The accuracy of telephone surveys on ballot measures is an empirical question, and one that is of interest well beyond Ohio’s Issue 2, so let’s look at the data. Between 2003 and 2010, we can track down 438 publicly available survey questions about support for state-level ballot measures in upcoming elections. The first point to make is that there is some external validity to that internal memo: there is often a pronounced gap between the surveys and the election-day outcomes. The average absolute difference between the polls and the outcomes—the average polling error—is a striking 7.8 percentage points. In 26.5% of the polls, the eventual election outcome differed from what the poll predicted by more than the swing needed to turn the Ohio PPP result into a dead heat on election day.
Yet those results tell us about the magnitude of the errors, not about their likely direction. So the question becomes, can we identify any systematic biases in the pre-election polls? Only a handful of the ballot measures in this data set deal with labor unions specifically, so there is not much to say there. But we can identify clusters of ballot measures on more common issues and then look for patterns in the issues that induce larger or smaller polling-performance gaps.
The Figure just below shows the relevant regression coefficients, where the gap between performance and polls is predicted using the ballot measure’s baseline support, issue-specific indicator variables, and the year of the election. (A similar technique is at work in some prior research.) Each estimated coefficient is a dot, with the thin line representing a 95% confidence interval. Positive coefficients indicate issues that receive more support at the ballot box than the poll would predict, with the baseline being the hundreds of polls on all other issues.

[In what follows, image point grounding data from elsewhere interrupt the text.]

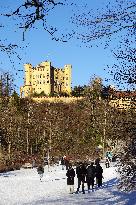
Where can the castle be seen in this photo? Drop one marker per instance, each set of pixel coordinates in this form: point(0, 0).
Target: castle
point(44, 78)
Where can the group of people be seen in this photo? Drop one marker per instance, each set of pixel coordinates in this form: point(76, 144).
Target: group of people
point(86, 173)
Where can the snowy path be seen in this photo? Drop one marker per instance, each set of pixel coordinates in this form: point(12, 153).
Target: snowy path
point(23, 187)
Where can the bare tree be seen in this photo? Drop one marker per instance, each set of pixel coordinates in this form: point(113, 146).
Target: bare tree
point(112, 24)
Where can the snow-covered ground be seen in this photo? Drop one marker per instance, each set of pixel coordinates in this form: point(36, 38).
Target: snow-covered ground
point(23, 187)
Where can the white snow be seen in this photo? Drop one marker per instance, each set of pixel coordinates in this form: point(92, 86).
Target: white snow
point(23, 187)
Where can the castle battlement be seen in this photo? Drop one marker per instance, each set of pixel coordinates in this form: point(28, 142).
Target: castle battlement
point(47, 79)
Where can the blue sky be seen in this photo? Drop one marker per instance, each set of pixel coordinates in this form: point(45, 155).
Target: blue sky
point(39, 46)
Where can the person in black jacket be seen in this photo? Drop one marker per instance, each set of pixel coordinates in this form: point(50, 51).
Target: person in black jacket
point(81, 174)
point(70, 178)
point(90, 175)
point(99, 172)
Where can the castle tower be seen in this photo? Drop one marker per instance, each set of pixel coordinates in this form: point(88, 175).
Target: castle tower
point(67, 78)
point(45, 79)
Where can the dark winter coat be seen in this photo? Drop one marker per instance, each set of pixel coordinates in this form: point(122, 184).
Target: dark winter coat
point(98, 171)
point(70, 176)
point(81, 172)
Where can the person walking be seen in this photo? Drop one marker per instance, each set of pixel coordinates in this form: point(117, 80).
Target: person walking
point(62, 163)
point(70, 178)
point(107, 163)
point(40, 171)
point(99, 172)
point(81, 174)
point(90, 176)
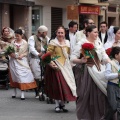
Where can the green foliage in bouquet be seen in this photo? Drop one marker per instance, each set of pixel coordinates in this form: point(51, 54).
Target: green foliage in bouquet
point(9, 50)
point(46, 58)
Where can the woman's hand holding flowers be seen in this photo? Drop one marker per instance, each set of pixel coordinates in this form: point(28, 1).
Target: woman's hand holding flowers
point(53, 65)
point(20, 57)
point(13, 55)
point(83, 60)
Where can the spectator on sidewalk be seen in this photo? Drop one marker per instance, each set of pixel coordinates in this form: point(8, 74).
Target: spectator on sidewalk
point(21, 74)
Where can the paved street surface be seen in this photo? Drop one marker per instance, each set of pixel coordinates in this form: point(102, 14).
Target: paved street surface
point(30, 108)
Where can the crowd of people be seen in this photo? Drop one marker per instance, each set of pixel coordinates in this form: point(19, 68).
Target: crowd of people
point(84, 72)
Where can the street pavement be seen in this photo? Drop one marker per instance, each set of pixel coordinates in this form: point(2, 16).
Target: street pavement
point(30, 108)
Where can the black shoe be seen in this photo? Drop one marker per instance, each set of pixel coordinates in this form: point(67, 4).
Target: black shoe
point(13, 96)
point(57, 109)
point(22, 98)
point(62, 107)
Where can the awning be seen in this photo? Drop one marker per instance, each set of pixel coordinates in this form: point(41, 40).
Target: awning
point(18, 2)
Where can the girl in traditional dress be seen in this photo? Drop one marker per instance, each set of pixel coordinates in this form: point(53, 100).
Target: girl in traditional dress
point(112, 73)
point(21, 74)
point(60, 82)
point(89, 75)
point(7, 35)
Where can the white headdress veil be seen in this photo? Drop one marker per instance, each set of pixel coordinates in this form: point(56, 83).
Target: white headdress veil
point(111, 38)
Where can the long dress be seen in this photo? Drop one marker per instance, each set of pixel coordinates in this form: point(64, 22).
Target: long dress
point(21, 74)
point(60, 84)
point(91, 102)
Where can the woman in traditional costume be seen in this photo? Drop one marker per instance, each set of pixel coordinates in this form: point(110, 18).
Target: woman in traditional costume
point(89, 75)
point(60, 82)
point(21, 74)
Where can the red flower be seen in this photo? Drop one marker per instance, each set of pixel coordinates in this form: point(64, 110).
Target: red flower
point(108, 51)
point(88, 46)
point(47, 55)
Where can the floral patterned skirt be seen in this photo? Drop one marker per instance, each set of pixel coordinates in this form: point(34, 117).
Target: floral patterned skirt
point(56, 86)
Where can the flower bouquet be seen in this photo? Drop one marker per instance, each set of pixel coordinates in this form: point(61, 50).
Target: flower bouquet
point(108, 52)
point(86, 48)
point(9, 50)
point(46, 58)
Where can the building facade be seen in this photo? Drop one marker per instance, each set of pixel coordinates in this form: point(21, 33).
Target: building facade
point(30, 14)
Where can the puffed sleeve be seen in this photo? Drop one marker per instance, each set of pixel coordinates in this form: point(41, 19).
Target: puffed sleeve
point(50, 48)
point(76, 52)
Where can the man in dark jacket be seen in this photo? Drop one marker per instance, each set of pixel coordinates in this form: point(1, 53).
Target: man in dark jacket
point(103, 32)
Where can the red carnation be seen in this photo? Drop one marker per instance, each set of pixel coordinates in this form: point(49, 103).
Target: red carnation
point(88, 46)
point(108, 51)
point(48, 54)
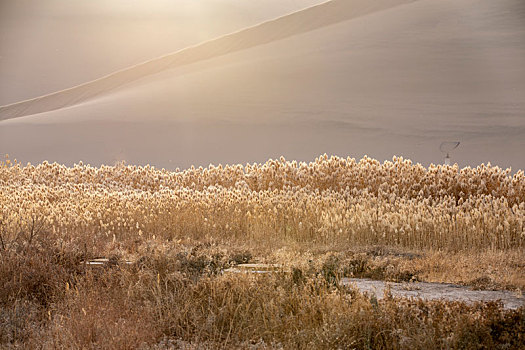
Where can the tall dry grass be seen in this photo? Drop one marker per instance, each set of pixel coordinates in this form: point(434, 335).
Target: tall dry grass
point(173, 295)
point(329, 200)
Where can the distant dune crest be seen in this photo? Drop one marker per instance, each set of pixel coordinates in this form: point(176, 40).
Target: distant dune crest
point(312, 18)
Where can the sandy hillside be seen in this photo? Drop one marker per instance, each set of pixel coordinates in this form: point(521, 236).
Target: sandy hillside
point(383, 78)
point(51, 45)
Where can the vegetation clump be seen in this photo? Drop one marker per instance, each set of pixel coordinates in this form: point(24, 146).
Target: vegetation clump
point(169, 237)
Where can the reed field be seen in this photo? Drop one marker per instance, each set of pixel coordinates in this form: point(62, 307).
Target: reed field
point(169, 235)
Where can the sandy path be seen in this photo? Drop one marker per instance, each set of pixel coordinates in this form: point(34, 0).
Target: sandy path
point(435, 291)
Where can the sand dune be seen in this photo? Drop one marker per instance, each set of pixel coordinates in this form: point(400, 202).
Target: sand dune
point(396, 81)
point(51, 45)
point(303, 21)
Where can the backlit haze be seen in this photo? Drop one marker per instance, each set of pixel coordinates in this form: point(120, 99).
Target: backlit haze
point(345, 77)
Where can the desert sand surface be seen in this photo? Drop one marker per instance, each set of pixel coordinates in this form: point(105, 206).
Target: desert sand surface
point(51, 45)
point(381, 78)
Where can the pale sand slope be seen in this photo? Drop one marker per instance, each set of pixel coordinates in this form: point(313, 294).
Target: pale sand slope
point(302, 21)
point(397, 81)
point(46, 46)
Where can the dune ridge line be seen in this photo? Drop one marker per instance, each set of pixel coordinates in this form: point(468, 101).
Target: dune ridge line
point(315, 17)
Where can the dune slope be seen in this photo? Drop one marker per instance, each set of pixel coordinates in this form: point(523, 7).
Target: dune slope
point(51, 45)
point(398, 81)
point(302, 21)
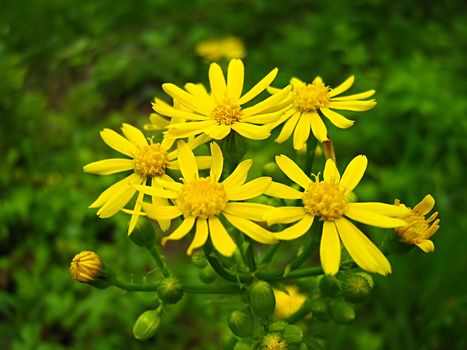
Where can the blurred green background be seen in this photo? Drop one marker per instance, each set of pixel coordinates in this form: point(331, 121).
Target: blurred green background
point(69, 69)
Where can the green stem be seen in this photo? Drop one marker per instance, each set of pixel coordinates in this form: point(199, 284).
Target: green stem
point(159, 260)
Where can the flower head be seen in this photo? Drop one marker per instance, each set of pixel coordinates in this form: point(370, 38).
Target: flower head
point(328, 200)
point(419, 229)
point(216, 49)
point(288, 303)
point(147, 161)
point(203, 201)
point(219, 112)
point(310, 102)
point(85, 266)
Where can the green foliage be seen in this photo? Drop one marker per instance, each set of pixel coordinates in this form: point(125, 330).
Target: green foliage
point(69, 70)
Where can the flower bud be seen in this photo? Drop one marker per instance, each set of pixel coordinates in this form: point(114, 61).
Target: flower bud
point(147, 324)
point(329, 286)
point(262, 299)
point(241, 323)
point(342, 312)
point(170, 290)
point(355, 288)
point(292, 334)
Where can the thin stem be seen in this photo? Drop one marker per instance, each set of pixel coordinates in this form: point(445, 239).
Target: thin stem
point(159, 260)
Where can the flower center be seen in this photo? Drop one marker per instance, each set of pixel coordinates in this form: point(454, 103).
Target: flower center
point(202, 198)
point(151, 160)
point(325, 200)
point(226, 113)
point(311, 97)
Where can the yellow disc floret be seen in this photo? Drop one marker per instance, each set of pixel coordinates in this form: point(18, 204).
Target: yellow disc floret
point(151, 160)
point(226, 113)
point(202, 198)
point(325, 200)
point(311, 97)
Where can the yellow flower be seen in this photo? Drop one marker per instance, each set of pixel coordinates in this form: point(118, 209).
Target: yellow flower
point(219, 112)
point(216, 49)
point(310, 99)
point(147, 161)
point(288, 303)
point(85, 266)
point(419, 230)
point(201, 201)
point(329, 201)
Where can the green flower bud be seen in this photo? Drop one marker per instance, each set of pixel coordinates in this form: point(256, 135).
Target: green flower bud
point(293, 334)
point(241, 323)
point(207, 274)
point(262, 300)
point(355, 288)
point(143, 235)
point(170, 290)
point(147, 324)
point(277, 326)
point(342, 312)
point(329, 286)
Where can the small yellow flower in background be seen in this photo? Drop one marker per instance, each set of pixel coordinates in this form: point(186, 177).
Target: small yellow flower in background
point(148, 161)
point(216, 49)
point(419, 230)
point(308, 100)
point(288, 304)
point(219, 112)
point(329, 201)
point(201, 201)
point(85, 266)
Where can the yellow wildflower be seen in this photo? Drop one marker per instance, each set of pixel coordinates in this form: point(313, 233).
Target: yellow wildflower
point(201, 201)
point(308, 100)
point(329, 201)
point(419, 230)
point(219, 112)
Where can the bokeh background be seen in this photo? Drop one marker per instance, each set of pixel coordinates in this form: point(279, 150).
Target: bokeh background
point(69, 69)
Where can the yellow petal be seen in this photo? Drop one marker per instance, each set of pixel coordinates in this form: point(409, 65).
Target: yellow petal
point(330, 249)
point(201, 235)
point(337, 119)
point(235, 76)
point(293, 171)
point(331, 173)
point(251, 211)
point(109, 166)
point(342, 87)
point(284, 215)
point(181, 231)
point(361, 249)
point(259, 87)
point(353, 173)
point(252, 230)
point(318, 127)
point(134, 135)
point(279, 190)
point(297, 230)
point(220, 238)
point(187, 162)
point(118, 142)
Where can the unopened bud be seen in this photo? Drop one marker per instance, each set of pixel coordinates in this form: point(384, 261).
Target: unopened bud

The results? Surveys on ballot measures to ban same-sex marriage systematically and strongly understate their support on election day, by an average of 8.3 percentage points. NYU’s Patrick Egan has documented this bias as well. Voters tell pollsters they will oppose same-sex marriage bans at notably higher rates than they actually do. Polls on ballot measures to restrict immigration show a similar bias, as they also underestimate the electorate’s support. Social desirability gives us an off-the-shelf explanation for both results. And it gets added weight from the marijuana-related ballot measures, whose support is underestimated as well. People vote to expand access to marijuana at higher rates than they indicate to phone interviewers, a finding that Nate Silver has explored.
By contrast, most of the other issues don’t produce very large biases in either direction, including the issues (like education and tax reduction) most closely related to Ohio’s Issue 2. These patterns are consistent with the claim that polling is especially difficult where social desirability comes into play, with respondents not wanting to seem homophobic, anti-immigrant, or pro-marijuana. In fact, the only result that doesn’t make immediate sense from a social desirability standpoint is the null result for ballot measures on restricting gambling. So while the polling of ballot measures is prone to significant variability, it appears to be those ballot measures that address socially sensitive groups or topics that give rise to the most predictable errors.